ISO50 X FITC San Francisco
I’m very pleased to announce that not only will I be speaking at the next FITC, but it will be right here in San Francisco, August 16th-19th, 2010. I’ve presented at FITC numerous times in the past — recently Toronto and Amsterdam — and it’s always an incredibly immersive and educational experience. For the uninitiated, FITC is a series of events focused around interactive platforms like Flash, Flex, and AIR, along with animation and motion/film. But that’s just sort of the core of it, there are all sorts of other design related topics being covered (case in point: the fact that a print designer / musician like myself is involved).

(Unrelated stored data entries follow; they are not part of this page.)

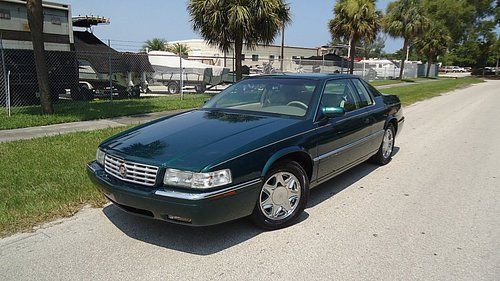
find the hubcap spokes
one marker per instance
(387, 143)
(280, 196)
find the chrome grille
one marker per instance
(130, 171)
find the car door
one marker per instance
(372, 115)
(337, 137)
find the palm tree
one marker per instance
(227, 22)
(178, 48)
(155, 44)
(405, 18)
(433, 43)
(35, 22)
(355, 20)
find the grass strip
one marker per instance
(73, 111)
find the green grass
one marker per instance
(45, 178)
(72, 111)
(418, 92)
(395, 81)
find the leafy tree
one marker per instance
(448, 12)
(155, 44)
(433, 43)
(227, 22)
(406, 19)
(355, 20)
(35, 22)
(179, 48)
(375, 48)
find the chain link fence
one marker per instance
(78, 78)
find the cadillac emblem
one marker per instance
(123, 170)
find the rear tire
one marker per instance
(384, 154)
(283, 196)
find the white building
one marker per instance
(253, 58)
(57, 26)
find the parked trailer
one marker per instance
(167, 72)
(97, 61)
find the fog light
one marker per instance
(177, 218)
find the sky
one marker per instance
(138, 21)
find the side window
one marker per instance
(4, 14)
(365, 97)
(339, 93)
(372, 89)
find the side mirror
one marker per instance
(332, 112)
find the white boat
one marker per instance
(167, 72)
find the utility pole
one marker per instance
(282, 47)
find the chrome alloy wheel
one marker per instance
(387, 143)
(280, 196)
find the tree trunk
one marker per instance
(238, 47)
(429, 63)
(35, 21)
(402, 66)
(353, 54)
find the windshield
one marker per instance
(271, 95)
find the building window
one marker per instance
(4, 14)
(55, 20)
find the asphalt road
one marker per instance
(433, 213)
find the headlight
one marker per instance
(197, 180)
(99, 156)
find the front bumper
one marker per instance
(197, 208)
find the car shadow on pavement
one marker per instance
(195, 240)
(213, 239)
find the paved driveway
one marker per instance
(433, 213)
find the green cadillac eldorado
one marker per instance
(255, 149)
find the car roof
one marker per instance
(317, 76)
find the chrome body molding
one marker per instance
(205, 195)
(348, 146)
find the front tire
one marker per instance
(283, 196)
(384, 154)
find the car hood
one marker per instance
(196, 139)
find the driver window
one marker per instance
(339, 93)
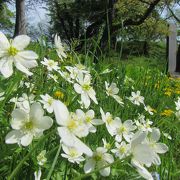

Basically just a very inspirational event centered around design and technology. Also, they have incredible parties each night often involving boats and free booze.
For the San Francisco event I’ll be speaking a bit about my background, process, and theory along with some walkthroughs and presentations of recent work. For a rough idea of the style of my presentations have a look at my Academy of Art lecture from April (although this was geared for the students in the Academy program, as opposed to professionals, so it was a little different from what I normally do).
FITC always stack the events with great speakers but this SF date seems to be the most epic yet. It’s the only where you’ll see Yugo Nakamura, Colin Moock, Erik Natzke, Kyle Cooper, Jared Ficklin, Kevin Lynch, and Robert Hodgin (along with over 60 others). It’s also probably the last time I’ll be speaking in 2010 as I finish up the Tycho album and prepare for touring.
Early bird pricing for the event ends Friday July 2nd, so be sure to get your tickets now (they also sell out very quickly, so if you don’t get in on the early bird be sure to get them soon after). You can register here. Enter code “isofifty” under discount code to get an additional 10% off the registration.
Hope to see you out there!
1 Comment Leave A Comment
David says:June 29, 2010 at 5:23 pm
I’m curious as to how you normally speak to a more mature audience (non students) as opposed to the lecture you gave at the Academy of Arts. Is it in a manner that involves more in depth discussion instead of a more general overview? Or is it simply showing some of the hands on processes you take in the work?
Kyle Cooper, Jon Fox and yourself will be three of the bigger selling points for me in this event. Trying to justify its cost with the knowledge I’ll actually absorb from this event.